あたたかな土の義眼
肥沃な土は柔らかく、あたたかく、優しく生命を育みます。こちらの義眼のかすかにグリーンを感じさせる柔らかな茶色を見ていると、ふとそのようなことを考えてしまいます。
黒目からアンバーが滲み出し、くすんだ茶色へと移るのですが、そこにほのかなグリーンが靄のように漂っている気がするのです。それはごく薄い青、白、黄の繊細な筋が渦を巻いて踊っているからなのでしょう。それが澄んだガラスの中で溶け合って光の靄のように立つのかもしれません。このように澄み切ったガラスの塊の中で、光と色彩が戯れているような曖昧で微妙なニュアンスが、この義眼の大きな特徴です。

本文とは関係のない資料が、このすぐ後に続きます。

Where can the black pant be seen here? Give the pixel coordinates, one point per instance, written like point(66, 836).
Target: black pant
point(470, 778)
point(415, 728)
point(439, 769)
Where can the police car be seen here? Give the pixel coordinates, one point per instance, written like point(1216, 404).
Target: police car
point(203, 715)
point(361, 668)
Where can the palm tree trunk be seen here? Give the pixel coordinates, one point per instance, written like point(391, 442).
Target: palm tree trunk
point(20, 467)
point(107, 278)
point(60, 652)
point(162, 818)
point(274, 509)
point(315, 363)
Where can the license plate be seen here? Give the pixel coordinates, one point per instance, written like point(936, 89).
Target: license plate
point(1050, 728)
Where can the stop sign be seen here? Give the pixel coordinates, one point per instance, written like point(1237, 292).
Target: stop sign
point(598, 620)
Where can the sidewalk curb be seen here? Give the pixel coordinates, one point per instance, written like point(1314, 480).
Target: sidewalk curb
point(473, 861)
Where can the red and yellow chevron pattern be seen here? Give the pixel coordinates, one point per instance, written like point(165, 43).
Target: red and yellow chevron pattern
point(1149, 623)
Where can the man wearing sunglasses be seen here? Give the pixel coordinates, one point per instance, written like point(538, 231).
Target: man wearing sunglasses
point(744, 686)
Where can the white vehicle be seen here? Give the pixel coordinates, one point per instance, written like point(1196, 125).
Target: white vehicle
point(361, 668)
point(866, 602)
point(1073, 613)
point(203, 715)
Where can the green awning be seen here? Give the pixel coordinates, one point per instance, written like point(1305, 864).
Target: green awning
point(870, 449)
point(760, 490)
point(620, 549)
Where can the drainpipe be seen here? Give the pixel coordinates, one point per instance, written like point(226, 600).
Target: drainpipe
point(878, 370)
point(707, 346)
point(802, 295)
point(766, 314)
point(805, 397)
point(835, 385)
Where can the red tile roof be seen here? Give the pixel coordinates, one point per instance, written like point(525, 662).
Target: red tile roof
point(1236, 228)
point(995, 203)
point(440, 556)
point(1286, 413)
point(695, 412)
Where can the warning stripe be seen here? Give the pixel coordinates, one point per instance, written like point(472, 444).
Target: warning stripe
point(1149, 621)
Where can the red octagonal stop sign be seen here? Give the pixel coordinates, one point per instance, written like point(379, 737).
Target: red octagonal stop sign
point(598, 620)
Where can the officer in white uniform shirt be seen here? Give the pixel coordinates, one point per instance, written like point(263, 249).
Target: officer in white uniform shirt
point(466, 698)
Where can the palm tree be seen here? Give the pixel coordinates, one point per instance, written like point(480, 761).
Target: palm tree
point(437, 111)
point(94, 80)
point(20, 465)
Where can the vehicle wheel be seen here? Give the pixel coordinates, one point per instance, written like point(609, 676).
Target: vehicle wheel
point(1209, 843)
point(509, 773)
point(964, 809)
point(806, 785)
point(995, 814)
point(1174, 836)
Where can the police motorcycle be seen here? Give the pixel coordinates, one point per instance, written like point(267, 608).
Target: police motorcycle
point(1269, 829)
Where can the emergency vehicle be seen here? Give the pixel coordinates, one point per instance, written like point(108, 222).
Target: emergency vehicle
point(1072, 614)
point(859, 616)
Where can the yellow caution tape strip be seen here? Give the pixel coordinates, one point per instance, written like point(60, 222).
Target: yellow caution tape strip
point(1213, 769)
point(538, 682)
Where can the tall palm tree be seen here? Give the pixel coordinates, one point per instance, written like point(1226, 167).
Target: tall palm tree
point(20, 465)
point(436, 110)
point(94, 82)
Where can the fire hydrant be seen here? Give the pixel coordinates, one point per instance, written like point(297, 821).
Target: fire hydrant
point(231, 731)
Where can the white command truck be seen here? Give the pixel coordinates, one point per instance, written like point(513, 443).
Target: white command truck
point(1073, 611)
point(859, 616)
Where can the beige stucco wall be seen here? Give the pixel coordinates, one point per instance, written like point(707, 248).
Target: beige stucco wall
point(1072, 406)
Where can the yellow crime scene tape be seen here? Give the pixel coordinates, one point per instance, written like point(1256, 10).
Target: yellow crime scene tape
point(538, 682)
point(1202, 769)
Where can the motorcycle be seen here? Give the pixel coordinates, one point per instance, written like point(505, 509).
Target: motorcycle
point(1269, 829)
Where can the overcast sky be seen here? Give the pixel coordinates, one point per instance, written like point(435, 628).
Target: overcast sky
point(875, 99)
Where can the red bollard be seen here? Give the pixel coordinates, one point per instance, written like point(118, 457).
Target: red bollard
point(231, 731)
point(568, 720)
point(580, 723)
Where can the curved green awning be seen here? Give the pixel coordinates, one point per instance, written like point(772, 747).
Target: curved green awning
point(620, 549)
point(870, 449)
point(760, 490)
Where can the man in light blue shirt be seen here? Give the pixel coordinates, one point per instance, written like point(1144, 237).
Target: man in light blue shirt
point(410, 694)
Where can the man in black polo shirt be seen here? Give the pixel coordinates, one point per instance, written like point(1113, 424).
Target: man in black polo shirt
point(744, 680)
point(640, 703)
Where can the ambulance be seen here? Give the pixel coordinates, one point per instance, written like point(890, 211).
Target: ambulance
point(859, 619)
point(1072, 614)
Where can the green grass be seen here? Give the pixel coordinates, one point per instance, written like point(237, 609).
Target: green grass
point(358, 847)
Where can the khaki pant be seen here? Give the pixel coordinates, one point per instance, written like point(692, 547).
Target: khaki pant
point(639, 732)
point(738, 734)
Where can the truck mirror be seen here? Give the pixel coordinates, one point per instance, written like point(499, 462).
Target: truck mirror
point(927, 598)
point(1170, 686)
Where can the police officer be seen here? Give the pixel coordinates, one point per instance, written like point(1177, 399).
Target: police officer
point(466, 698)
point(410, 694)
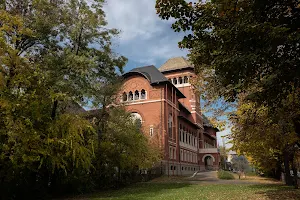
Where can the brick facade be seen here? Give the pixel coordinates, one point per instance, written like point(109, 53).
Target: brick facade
point(171, 113)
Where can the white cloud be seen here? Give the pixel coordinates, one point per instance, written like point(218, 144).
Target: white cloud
point(144, 38)
point(135, 18)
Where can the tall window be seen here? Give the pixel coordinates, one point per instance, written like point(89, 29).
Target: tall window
point(124, 96)
point(185, 79)
point(130, 96)
point(180, 133)
point(136, 95)
point(183, 134)
point(151, 131)
point(180, 80)
point(175, 81)
point(143, 94)
point(170, 125)
point(137, 120)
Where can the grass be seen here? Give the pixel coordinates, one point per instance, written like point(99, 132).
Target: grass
point(182, 191)
point(225, 175)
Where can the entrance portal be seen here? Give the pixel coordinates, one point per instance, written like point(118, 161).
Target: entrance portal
point(208, 160)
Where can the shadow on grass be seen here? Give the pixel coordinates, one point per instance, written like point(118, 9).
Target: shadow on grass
point(135, 191)
point(277, 192)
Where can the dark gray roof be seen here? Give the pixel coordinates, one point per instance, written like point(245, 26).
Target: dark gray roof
point(150, 72)
point(154, 76)
point(207, 123)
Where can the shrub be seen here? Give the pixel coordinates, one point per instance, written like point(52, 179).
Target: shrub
point(225, 175)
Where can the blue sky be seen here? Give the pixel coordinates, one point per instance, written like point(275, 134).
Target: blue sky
point(145, 39)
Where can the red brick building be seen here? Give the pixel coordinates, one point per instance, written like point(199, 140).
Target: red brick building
point(169, 110)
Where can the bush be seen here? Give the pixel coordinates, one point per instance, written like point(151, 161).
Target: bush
point(225, 175)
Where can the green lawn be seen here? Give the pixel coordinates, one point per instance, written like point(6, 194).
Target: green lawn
point(196, 191)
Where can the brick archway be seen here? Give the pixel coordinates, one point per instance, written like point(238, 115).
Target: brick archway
point(213, 158)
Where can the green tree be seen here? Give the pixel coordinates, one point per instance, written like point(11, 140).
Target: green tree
point(243, 48)
point(52, 53)
point(125, 149)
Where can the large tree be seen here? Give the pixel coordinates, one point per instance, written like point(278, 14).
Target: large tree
point(52, 53)
point(248, 48)
point(242, 43)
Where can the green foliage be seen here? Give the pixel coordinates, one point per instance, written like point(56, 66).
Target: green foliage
point(125, 148)
point(55, 55)
point(225, 175)
point(243, 45)
point(247, 52)
point(240, 163)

外縁は白みを帯びたグリーンのごく細い縁取りになっています。
こちらのガラス義眼はドイツ、チューリンゲン州、ラウシャの "Theodor Müller-Hipper" の手によるもので、その商標にはチューリンゲン州の「最高品質認定」の記載があります。ラウシャは古くから優れたガラス工芸の町でしたが、19世紀にイタリアから義眼製作の技術が伝わり、19世紀の末までにはガラス義眼で有名になりました。今でもその技術を使って、カスタムのドールアイなどを製作しているそうです。

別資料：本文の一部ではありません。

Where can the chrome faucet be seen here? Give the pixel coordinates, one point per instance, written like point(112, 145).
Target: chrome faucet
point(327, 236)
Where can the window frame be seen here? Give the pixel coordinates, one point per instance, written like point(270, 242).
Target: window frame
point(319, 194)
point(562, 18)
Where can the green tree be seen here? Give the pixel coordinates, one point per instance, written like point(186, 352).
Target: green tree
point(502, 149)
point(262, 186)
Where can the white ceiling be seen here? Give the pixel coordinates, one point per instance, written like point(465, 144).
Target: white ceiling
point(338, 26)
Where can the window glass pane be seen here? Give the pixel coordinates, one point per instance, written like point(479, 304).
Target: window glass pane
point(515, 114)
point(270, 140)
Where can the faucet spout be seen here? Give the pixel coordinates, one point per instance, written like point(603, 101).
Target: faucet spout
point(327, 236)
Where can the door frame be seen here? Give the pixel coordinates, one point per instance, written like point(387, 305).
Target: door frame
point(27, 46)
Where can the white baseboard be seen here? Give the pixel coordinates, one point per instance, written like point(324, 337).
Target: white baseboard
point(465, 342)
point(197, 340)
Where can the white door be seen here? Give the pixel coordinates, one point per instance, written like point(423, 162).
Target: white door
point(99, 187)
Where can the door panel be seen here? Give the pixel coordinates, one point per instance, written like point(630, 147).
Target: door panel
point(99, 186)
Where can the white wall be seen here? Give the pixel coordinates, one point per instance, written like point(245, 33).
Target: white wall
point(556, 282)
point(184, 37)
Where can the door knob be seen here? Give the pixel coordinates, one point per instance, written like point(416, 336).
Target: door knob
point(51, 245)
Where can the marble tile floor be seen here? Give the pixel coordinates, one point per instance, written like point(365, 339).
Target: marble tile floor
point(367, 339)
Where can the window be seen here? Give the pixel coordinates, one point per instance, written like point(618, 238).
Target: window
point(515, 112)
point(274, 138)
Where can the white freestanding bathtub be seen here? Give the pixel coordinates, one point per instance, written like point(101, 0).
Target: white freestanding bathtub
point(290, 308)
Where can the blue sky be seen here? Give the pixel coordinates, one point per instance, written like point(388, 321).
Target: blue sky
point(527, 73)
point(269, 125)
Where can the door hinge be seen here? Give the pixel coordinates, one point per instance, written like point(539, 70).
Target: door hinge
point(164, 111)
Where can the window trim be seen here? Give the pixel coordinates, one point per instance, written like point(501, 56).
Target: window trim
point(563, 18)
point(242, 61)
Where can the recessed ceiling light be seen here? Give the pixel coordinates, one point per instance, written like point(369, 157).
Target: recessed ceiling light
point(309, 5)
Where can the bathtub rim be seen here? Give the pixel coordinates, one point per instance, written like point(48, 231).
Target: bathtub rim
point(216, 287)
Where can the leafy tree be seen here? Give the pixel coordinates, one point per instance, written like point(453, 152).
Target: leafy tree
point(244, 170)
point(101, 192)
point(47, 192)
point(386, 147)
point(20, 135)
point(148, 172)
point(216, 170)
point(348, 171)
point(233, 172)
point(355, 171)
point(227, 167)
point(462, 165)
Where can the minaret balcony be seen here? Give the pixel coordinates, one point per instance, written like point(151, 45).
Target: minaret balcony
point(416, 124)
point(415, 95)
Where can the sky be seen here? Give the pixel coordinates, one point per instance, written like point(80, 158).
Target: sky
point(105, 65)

売り主によれば、両親が営んでいた眼鏡店に由来するものだそうで、少なくとも1945年以前の製作とのことですが、実際にはもう少し古いものと思われます。
画像の黒い箱の1辺が約3.7センチです。お品物のサイズの参考にしてください。
こちらの商品は店頭展示品のため、売り切れの場合がございます。また、古いもの性質上、汚れや傷もございます。どうぞご理解下さいませ。